Chapter Three – Her Name Was Mercy
The thing about ghosts—they remember everything.
Even the people who tried to bury them.
The sniper didn't miss. That's what kept echoing through my skull as I drove across the city with the windows down and the city lights bleeding over the windshield like war paint.
He'd had the shot. Took it. But chose not to finish the job.
Why?
I knew one person who could find out. A name I hadn't spoken in seven years. Not since the exile. Not since everything went sideways in Belgrade.
Her name was Mercy Vale.
Mercy wasn't her real name. She'd earned it the same way I'd earned my scars—through blood, betrayal, and a cigarette smile that hid a dozen knives.
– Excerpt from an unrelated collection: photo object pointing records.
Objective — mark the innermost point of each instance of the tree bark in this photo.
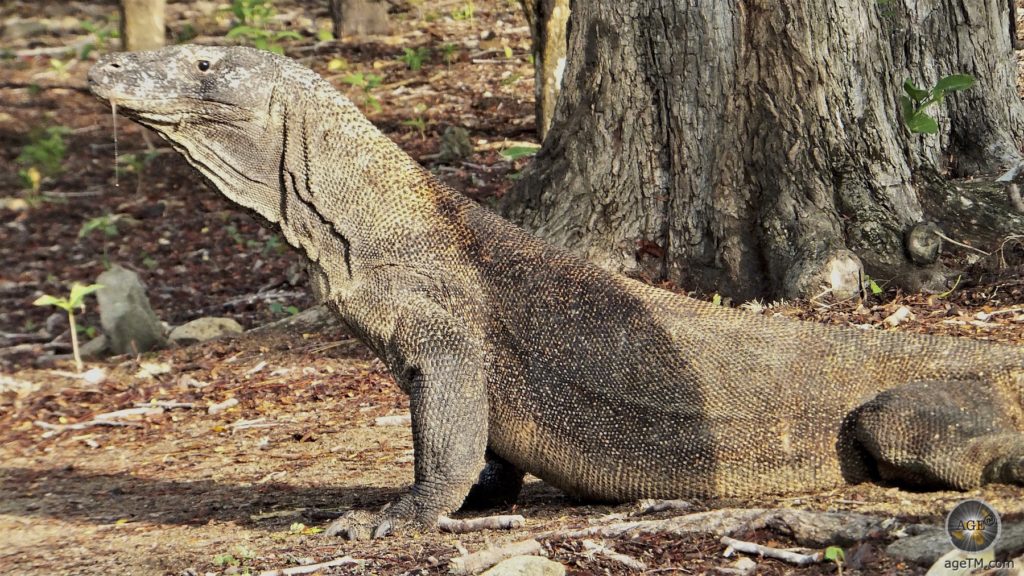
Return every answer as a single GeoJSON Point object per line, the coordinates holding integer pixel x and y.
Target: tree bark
{"type": "Point", "coordinates": [142, 25]}
{"type": "Point", "coordinates": [548, 22]}
{"type": "Point", "coordinates": [358, 17]}
{"type": "Point", "coordinates": [756, 149]}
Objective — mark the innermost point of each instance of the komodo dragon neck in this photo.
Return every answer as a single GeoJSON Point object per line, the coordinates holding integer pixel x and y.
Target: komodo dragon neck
{"type": "Point", "coordinates": [344, 184]}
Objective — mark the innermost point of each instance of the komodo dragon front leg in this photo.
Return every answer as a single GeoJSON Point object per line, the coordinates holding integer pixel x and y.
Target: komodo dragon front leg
{"type": "Point", "coordinates": [440, 366]}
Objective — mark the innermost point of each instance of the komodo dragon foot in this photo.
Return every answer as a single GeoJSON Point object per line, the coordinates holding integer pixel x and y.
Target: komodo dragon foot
{"type": "Point", "coordinates": [956, 435]}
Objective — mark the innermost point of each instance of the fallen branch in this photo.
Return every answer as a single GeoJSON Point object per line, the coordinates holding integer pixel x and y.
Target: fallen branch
{"type": "Point", "coordinates": [166, 404]}
{"type": "Point", "coordinates": [393, 420]}
{"type": "Point", "coordinates": [799, 559]}
{"type": "Point", "coordinates": [652, 506]}
{"type": "Point", "coordinates": [309, 568]}
{"type": "Point", "coordinates": [805, 527]}
{"type": "Point", "coordinates": [506, 522]}
{"type": "Point", "coordinates": [129, 412]}
{"type": "Point", "coordinates": [478, 562]}
{"type": "Point", "coordinates": [53, 429]}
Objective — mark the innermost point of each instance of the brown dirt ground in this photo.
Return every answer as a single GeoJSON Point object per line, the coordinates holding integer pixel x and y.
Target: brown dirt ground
{"type": "Point", "coordinates": [174, 491]}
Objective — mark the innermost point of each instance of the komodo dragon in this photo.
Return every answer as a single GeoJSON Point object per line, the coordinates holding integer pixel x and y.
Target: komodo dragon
{"type": "Point", "coordinates": [520, 357]}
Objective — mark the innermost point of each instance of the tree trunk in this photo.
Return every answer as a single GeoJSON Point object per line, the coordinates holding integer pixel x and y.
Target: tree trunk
{"type": "Point", "coordinates": [757, 149]}
{"type": "Point", "coordinates": [142, 25]}
{"type": "Point", "coordinates": [548, 22]}
{"type": "Point", "coordinates": [358, 17]}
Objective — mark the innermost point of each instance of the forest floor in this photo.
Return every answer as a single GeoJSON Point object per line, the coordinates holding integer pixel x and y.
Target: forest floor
{"type": "Point", "coordinates": [185, 491]}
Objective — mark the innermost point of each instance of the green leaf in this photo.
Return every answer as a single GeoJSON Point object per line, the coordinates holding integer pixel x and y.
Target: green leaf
{"type": "Point", "coordinates": [955, 82]}
{"type": "Point", "coordinates": [835, 553]}
{"type": "Point", "coordinates": [48, 300]}
{"type": "Point", "coordinates": [922, 123]}
{"type": "Point", "coordinates": [906, 109]}
{"type": "Point", "coordinates": [517, 152]}
{"type": "Point", "coordinates": [80, 291]}
{"type": "Point", "coordinates": [914, 92]}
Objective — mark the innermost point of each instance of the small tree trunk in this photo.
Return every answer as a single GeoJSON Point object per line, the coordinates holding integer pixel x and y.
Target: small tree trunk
{"type": "Point", "coordinates": [548, 22]}
{"type": "Point", "coordinates": [142, 25]}
{"type": "Point", "coordinates": [756, 149]}
{"type": "Point", "coordinates": [358, 17]}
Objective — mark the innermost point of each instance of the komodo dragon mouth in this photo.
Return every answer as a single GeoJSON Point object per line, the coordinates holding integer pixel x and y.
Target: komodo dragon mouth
{"type": "Point", "coordinates": [521, 357]}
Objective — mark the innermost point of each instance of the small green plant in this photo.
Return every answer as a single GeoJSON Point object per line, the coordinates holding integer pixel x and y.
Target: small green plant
{"type": "Point", "coordinates": [76, 299]}
{"type": "Point", "coordinates": [450, 52]}
{"type": "Point", "coordinates": [836, 553]}
{"type": "Point", "coordinates": [244, 553]}
{"type": "Point", "coordinates": [367, 82]}
{"type": "Point", "coordinates": [272, 244]}
{"type": "Point", "coordinates": [45, 151]}
{"type": "Point", "coordinates": [414, 57]}
{"type": "Point", "coordinates": [108, 223]}
{"type": "Point", "coordinates": [419, 123]}
{"type": "Point", "coordinates": [912, 105]}
{"type": "Point", "coordinates": [466, 12]}
{"type": "Point", "coordinates": [253, 17]}
{"type": "Point", "coordinates": [516, 152]}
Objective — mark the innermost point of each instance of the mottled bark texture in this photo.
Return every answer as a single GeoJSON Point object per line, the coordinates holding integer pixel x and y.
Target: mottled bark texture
{"type": "Point", "coordinates": [358, 17]}
{"type": "Point", "coordinates": [142, 25]}
{"type": "Point", "coordinates": [756, 148]}
{"type": "Point", "coordinates": [548, 22]}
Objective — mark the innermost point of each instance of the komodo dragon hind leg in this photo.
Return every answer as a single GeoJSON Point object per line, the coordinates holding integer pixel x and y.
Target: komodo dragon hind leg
{"type": "Point", "coordinates": [499, 485]}
{"type": "Point", "coordinates": [943, 434]}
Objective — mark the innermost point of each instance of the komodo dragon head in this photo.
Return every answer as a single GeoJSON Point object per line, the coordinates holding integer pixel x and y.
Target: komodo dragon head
{"type": "Point", "coordinates": [224, 109]}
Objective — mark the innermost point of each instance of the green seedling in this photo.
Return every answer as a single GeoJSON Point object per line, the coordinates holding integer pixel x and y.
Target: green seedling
{"type": "Point", "coordinates": [253, 17]}
{"type": "Point", "coordinates": [836, 553]}
{"type": "Point", "coordinates": [414, 57]}
{"type": "Point", "coordinates": [136, 163]}
{"type": "Point", "coordinates": [466, 12]}
{"type": "Point", "coordinates": [450, 52]}
{"type": "Point", "coordinates": [514, 153]}
{"type": "Point", "coordinates": [916, 99]}
{"type": "Point", "coordinates": [45, 151]}
{"type": "Point", "coordinates": [76, 299]}
{"type": "Point", "coordinates": [108, 223]}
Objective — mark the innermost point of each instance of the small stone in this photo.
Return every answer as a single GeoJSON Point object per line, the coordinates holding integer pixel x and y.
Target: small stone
{"type": "Point", "coordinates": [128, 321]}
{"type": "Point", "coordinates": [526, 566]}
{"type": "Point", "coordinates": [203, 329]}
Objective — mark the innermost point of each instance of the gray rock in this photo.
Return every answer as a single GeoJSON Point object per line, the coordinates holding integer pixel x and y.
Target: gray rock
{"type": "Point", "coordinates": [129, 323]}
{"type": "Point", "coordinates": [526, 566]}
{"type": "Point", "coordinates": [19, 29]}
{"type": "Point", "coordinates": [927, 547]}
{"type": "Point", "coordinates": [203, 329]}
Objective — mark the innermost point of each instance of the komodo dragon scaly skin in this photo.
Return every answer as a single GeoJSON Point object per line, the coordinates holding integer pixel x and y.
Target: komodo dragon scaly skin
{"type": "Point", "coordinates": [523, 356]}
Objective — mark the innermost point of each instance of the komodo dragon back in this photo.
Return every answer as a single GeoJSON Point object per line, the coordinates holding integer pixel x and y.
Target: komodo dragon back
{"type": "Point", "coordinates": [520, 357]}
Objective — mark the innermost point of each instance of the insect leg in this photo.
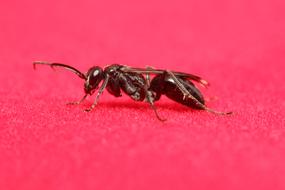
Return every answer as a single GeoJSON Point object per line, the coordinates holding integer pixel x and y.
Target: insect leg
{"type": "Point", "coordinates": [148, 77]}
{"type": "Point", "coordinates": [78, 102]}
{"type": "Point", "coordinates": [186, 94]}
{"type": "Point", "coordinates": [151, 103]}
{"type": "Point", "coordinates": [100, 91]}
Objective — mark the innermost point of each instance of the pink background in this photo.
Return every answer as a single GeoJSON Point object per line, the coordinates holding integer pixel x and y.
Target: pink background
{"type": "Point", "coordinates": [239, 46]}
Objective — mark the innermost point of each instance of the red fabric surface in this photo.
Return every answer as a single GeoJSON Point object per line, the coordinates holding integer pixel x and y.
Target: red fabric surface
{"type": "Point", "coordinates": [238, 46]}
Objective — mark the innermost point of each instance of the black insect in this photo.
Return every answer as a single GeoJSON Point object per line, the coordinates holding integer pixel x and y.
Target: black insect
{"type": "Point", "coordinates": [136, 83]}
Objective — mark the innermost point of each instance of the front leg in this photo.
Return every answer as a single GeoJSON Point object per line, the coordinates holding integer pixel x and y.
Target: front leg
{"type": "Point", "coordinates": [78, 102]}
{"type": "Point", "coordinates": [101, 90]}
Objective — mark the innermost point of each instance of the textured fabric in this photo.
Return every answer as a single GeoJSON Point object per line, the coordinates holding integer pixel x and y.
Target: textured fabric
{"type": "Point", "coordinates": [238, 46]}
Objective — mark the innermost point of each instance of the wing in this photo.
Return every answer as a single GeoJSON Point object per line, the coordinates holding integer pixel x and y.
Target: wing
{"type": "Point", "coordinates": [160, 71]}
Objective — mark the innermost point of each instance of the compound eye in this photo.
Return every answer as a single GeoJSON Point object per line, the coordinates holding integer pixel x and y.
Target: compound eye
{"type": "Point", "coordinates": [95, 73]}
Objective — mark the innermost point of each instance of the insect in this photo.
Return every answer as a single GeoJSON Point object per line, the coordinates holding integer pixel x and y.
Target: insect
{"type": "Point", "coordinates": [137, 84]}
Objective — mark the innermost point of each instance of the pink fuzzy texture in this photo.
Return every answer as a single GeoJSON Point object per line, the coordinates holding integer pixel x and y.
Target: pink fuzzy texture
{"type": "Point", "coordinates": [237, 45]}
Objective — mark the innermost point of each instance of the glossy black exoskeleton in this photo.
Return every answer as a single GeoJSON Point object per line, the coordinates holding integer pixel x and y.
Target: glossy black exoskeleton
{"type": "Point", "coordinates": [116, 78]}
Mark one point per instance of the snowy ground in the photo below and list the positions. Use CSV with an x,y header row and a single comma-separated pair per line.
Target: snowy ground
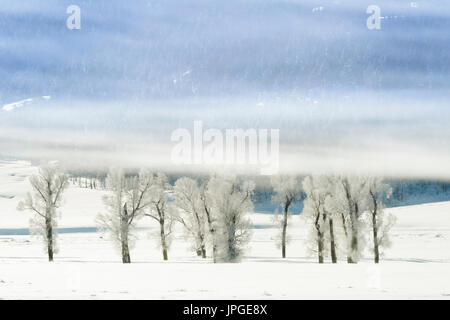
x,y
88,267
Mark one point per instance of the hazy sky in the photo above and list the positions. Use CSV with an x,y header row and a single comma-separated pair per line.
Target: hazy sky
x,y
342,96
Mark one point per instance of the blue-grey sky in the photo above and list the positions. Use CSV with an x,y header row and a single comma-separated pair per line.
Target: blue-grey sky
x,y
144,68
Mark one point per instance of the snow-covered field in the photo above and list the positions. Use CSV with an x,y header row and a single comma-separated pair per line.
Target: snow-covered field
x,y
88,267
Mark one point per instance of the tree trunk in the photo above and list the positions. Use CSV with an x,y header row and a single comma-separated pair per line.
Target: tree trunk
x,y
375,239
49,229
353,247
125,252
124,235
332,242
163,241
284,230
213,234
354,241
320,247
203,251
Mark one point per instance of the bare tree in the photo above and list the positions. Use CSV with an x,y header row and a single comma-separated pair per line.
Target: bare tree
x,y
126,204
48,188
161,210
381,223
193,216
206,203
230,203
349,201
314,211
287,191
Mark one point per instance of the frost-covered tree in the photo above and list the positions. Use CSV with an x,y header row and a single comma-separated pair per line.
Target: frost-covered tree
x,y
380,222
349,201
287,191
192,212
48,188
205,201
230,203
161,210
126,204
315,213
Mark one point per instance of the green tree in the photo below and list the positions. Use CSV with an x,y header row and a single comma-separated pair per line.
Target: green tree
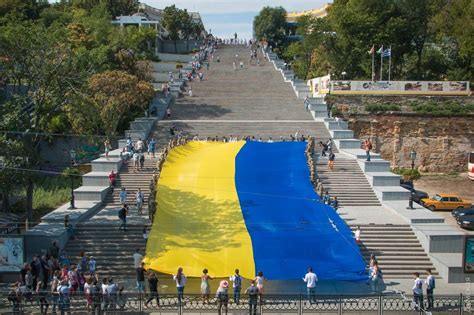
x,y
178,23
41,67
270,24
454,24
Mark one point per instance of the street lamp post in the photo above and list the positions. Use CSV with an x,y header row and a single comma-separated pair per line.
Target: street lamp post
x,y
72,155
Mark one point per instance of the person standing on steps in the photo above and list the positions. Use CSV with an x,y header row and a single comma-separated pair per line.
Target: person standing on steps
x,y
222,296
311,278
326,198
152,147
112,180
153,287
205,287
368,148
123,216
252,291
180,280
141,278
123,196
430,286
139,198
137,258
237,285
331,158
418,292
357,235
Former CIA asset. Freelance hit tracker. Now retired, or so she claimed, living above a shitty jazz bar in Brooklyn.
I parked a block away. Walked up the steps, past broken neon and a bouncer who tried to stop me.
I gave him one look.
He didn't try again.
She opened the door wearing a silk robe and a pistol in her hand.
"Well, fuck me," she said, smirking. "I thought you were dead."
"I was."
"You get better?"
"Just meaner."
She stepped aside. I walked in.
Her place smelled like gunpowder and expensive perfume. Books everywhere. Framed photos with the faces cut out. A record player spinning low jazz like it was the soundtrack to someone's last night alive.
"Whiskey?"
"Information."
She laughed, poured two glasses anyway, and handed me one.
"What kind of trouble brings Luca fucking Romano to my door after seven years of radio silence?"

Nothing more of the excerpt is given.